— Почему загадочная?
— Греческое правительство не знает, что между ними происходит.
— С чего вы взяли, что американское знает? Так уж устроена разведка, правда? Главный враг — правительство. Только правительство угрожает их существованию.
— Так устроена власть. Так устроена разведка. Вы изучали это. Где, в вашем доме на Колонаки?
— Откуда вы знаете, что я там живу?
— А где вам еще жить?
— Оттуда красивый вид.
— Американское биде, вот как мы называем это место. Хотите послушать историю иностранного вмешательства в одном только этом веке?
— Нет.
— Хорошо. Мне не хватит времени ее рассказать.
В конце концов он все-таки ее рассказал. Он рассказал все, несколько раз отрываясь от еды, чтобы закурить сигарету, заказать еще вина. Меня забавлял уже сам размах его суждений, чудовищность обвинений. Это было его хобби, он вкладывал в него много труда и, по-моему, был рад случаю продемонстрировать свои познания. Усердие, всеохватность. Он был знаток всего греческого. Мне пришло на ум, что таковы, наверное, все греки — даже те, кто не занимается политикой или войной. Маленькая беззащитная страна, стратегически выгодная. Они ощущали хрупкость своих трудов, шаткость своего положения и учили друг друга ради обретения взаимной уверенности.

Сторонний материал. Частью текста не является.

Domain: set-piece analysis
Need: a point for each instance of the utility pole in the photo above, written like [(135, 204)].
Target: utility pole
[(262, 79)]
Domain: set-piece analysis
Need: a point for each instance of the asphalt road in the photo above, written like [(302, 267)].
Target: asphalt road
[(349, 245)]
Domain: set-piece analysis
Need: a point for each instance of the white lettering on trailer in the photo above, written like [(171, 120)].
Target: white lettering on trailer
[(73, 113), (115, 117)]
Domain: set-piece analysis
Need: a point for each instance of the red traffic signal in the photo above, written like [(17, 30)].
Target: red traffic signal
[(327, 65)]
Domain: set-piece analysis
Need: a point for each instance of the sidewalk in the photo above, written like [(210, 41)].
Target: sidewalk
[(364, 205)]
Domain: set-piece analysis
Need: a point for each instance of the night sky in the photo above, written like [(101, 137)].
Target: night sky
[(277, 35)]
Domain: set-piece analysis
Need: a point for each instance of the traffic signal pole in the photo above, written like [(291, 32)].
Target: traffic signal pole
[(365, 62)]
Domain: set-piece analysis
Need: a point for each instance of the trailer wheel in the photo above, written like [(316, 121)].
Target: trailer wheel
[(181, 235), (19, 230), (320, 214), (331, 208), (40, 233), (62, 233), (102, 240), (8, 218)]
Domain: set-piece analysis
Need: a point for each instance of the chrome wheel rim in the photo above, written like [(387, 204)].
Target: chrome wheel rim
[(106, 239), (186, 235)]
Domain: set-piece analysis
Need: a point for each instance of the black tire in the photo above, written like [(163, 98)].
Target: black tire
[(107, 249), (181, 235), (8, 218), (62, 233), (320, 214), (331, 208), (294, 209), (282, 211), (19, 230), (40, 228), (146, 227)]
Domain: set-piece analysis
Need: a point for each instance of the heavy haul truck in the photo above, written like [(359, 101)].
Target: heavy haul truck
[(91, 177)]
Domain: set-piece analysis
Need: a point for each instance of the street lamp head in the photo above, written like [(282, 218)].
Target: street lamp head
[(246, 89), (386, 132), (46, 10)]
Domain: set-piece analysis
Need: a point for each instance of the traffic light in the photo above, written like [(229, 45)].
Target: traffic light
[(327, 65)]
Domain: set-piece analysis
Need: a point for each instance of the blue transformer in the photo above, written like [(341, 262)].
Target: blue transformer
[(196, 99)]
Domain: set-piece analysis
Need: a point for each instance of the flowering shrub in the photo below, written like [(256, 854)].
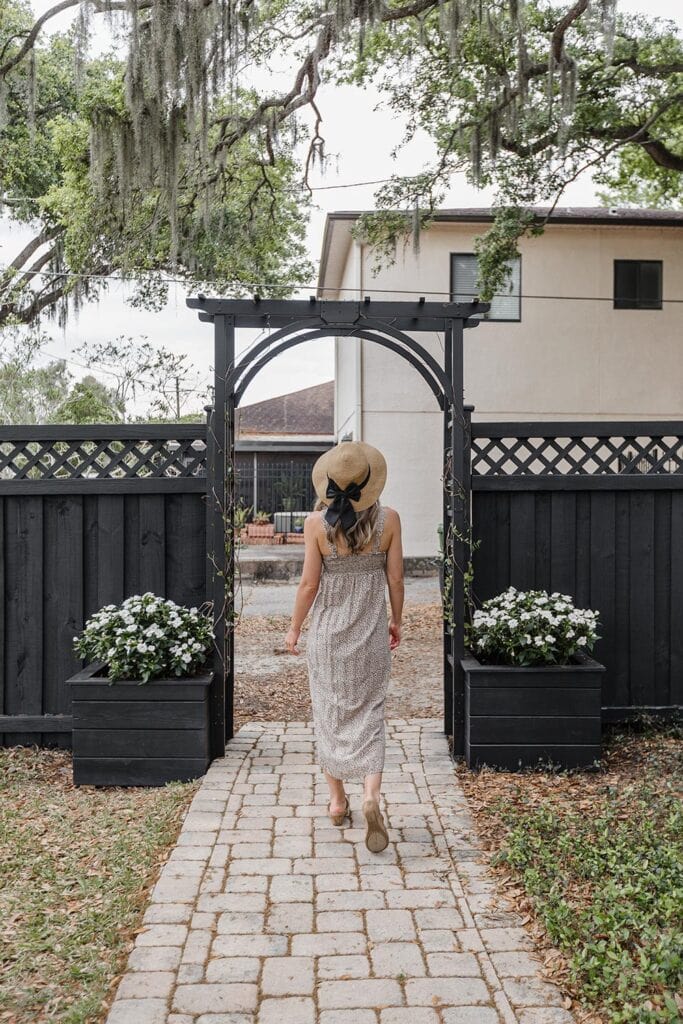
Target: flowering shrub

— Ваш начальник говорил вам, что сила может быть слепа на оба глаза? Вы нас не видите. Вот последнее унижение. Оккупанты не видят людей, которыми они повелевают.
— Бросьте, Андреас.
— Черт меня побери, здесь ничего не делается без одобрения американцев. И они даже не замечают, что это кого-то раздражает. Не видят, как нам надоела эта ситуация, эта зависимость.
— У вас было пять-шесть спокойных лет. Для греков это уже чересчур много?
— Смотрите, в какую комедию нас втянули. Делать уступки туркам ради сохранения гармонии в НАТО! И все это устраивают американцы. Американцы очень неуклюже действуют в Греции.
— А ваши ошибки? Обо всех ваших ошибках говорится как о стихийных бедствиях. Катастрофа в Малой Азии. Трагические происшествия на Кипре. Так сообщают о землетрясениях или наводнениях. Но все это случилось из-за греков.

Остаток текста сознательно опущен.